[Recycled from 18:51, 14 December 2004]
I am a member of a small and as of the present not-very-successful barter network called the HOUR Exchange (www.hourexchange.com). In the current issue of their publication, the Hour Trader, they reprint excerpts from R0obert Swann's "Putting Power in its Place" and the E.F. Schumacher Society's "A Place of Local Currency in the World Economy". These essays can be found also at www.smallisbeautiful.org
Essentially, it shows how many of the world's current ills are the result of structural inefficiencies and weaknesses in the current monetary system, which exists mainly to serve the interests of global capital.
Please note, I didn't say global capitalism, or Global Capitalism, or even the globe's capitalists -- I said global capital, and if you don't think *that* is a dangerous beast, you haven't been paying much attention.
There is some wisdom to be found in this composite essay, but I'm afraid I don't care much for the primary solution offered at the conclusion: a "universal" measure of value which would be agreed upon by thousands of local banks and currency boards and which would be based on something objective (gold, kilowatt-hours, sacks of wheat) and which would be extremely stable over the long term.
Problem, is, there obviously is no such thing, and can't be. The price of any commodity, even the most basic, is inevitably going to vary over time, relative to any other commodity. Indeed, relative to every other commodity. Heck, even the relative value of gold to silver is embarrassingly elastic.

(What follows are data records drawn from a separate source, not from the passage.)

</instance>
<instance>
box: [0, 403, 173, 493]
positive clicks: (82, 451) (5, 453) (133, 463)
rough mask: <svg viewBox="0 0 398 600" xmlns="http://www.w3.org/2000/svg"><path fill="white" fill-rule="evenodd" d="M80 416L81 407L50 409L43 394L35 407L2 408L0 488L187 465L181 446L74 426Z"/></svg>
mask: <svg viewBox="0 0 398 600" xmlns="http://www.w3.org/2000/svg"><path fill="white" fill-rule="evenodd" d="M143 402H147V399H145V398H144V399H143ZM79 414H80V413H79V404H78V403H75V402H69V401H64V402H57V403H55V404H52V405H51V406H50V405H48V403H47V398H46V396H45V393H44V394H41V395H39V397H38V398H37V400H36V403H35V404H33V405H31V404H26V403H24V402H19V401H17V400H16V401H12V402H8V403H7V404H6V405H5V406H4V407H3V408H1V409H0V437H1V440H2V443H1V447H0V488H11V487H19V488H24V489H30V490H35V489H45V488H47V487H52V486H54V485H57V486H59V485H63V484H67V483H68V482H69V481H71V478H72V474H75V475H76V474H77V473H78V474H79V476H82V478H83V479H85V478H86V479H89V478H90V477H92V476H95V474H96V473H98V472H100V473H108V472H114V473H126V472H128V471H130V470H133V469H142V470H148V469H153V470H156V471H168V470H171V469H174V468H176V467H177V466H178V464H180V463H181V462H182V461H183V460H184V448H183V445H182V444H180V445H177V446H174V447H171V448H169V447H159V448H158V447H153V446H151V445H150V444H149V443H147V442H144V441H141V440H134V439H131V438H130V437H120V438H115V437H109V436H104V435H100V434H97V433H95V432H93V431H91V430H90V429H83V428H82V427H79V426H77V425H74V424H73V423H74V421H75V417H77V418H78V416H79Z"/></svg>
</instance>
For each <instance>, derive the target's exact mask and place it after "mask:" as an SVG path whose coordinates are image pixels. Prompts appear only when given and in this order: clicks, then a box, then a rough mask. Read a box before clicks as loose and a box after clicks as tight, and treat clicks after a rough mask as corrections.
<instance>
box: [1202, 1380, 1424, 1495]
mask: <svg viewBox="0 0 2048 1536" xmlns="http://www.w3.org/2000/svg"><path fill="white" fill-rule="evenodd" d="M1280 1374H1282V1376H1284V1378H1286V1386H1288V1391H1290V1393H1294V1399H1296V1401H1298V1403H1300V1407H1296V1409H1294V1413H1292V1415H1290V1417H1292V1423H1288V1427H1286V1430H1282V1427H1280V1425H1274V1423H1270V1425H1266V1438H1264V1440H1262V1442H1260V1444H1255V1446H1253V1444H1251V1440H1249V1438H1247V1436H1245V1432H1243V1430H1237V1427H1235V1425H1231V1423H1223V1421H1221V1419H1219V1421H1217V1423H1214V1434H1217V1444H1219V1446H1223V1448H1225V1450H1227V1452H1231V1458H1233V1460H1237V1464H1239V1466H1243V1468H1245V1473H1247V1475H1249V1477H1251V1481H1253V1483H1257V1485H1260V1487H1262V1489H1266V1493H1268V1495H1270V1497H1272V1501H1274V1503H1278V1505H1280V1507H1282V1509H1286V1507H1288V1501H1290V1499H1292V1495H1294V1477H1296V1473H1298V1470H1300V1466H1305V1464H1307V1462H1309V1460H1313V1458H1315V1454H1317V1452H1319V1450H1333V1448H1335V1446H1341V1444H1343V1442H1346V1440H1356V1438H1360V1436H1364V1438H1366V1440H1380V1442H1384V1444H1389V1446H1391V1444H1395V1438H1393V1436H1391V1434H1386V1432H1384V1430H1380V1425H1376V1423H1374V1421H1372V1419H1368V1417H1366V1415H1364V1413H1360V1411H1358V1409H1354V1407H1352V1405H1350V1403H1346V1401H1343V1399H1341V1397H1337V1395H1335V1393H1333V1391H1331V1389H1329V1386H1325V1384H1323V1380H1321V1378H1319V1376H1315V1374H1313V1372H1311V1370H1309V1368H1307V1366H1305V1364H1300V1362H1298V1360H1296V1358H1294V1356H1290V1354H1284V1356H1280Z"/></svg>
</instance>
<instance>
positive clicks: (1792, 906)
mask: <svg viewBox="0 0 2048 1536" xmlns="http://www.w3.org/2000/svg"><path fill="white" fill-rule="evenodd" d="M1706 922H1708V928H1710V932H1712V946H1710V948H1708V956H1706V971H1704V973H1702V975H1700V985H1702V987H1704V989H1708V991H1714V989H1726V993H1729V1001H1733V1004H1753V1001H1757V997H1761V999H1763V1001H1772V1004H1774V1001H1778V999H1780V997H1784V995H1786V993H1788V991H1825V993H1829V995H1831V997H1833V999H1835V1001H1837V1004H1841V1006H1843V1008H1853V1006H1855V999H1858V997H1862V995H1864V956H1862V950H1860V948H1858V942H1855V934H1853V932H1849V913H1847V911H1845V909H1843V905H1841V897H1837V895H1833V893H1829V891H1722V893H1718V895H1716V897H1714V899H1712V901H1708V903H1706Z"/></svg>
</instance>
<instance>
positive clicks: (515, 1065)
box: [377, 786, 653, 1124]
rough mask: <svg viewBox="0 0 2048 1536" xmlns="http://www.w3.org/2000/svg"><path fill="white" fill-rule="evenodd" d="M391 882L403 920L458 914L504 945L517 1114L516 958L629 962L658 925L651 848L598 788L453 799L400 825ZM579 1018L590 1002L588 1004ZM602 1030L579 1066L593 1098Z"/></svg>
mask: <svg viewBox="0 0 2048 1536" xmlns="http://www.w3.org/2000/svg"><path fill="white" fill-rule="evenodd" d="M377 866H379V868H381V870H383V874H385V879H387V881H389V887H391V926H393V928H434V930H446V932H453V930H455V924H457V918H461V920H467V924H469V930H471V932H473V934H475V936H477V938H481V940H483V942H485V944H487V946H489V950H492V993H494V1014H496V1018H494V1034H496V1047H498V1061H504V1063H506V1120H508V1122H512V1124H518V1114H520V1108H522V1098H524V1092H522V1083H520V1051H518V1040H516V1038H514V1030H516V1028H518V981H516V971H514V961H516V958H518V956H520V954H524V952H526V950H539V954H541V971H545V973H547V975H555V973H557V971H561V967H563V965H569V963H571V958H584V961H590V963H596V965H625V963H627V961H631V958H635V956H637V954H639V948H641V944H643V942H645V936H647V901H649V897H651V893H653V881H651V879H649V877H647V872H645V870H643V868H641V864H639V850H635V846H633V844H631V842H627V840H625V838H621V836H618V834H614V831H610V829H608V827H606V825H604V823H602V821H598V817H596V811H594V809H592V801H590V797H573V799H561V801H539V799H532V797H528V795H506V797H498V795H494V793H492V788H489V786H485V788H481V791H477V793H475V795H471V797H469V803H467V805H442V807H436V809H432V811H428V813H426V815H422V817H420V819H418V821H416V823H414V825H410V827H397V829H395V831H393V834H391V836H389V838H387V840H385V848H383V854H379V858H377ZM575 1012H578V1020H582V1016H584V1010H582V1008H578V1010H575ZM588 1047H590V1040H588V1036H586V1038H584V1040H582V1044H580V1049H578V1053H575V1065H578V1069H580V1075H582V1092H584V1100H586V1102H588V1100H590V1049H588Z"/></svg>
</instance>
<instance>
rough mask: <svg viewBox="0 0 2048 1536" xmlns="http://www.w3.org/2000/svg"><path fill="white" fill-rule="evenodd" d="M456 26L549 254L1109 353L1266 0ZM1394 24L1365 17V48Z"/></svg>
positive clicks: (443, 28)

The closest we could come to such a stable standard of value would be a universal currency embraced by all the world's banks and national treasuries, perhaps an expansion of the Euro into the "Globo" -- exactly the opposite of the sort of system that Schumacherians would support.
As for me, I think that global capital is indeed a danger to civilization, trapping us in genocidal and ecocidal variations on the Prisoner's Dilemma. But I also think we could control the beast if we chose to, and under control it would provide a reasonably good system for bringing the world together and providing for everyone's needs -- much the way U.S. corporations, restrained by Federal, local, labor group and consumer group power, used to serve the needs of working people.
Which reminds me: before we reform global capital, we need to get our own country back from the drunken bullies. But that's a post for another time.
Also, remind me to tell you about the Gross National Value, the measure nobody is measuring.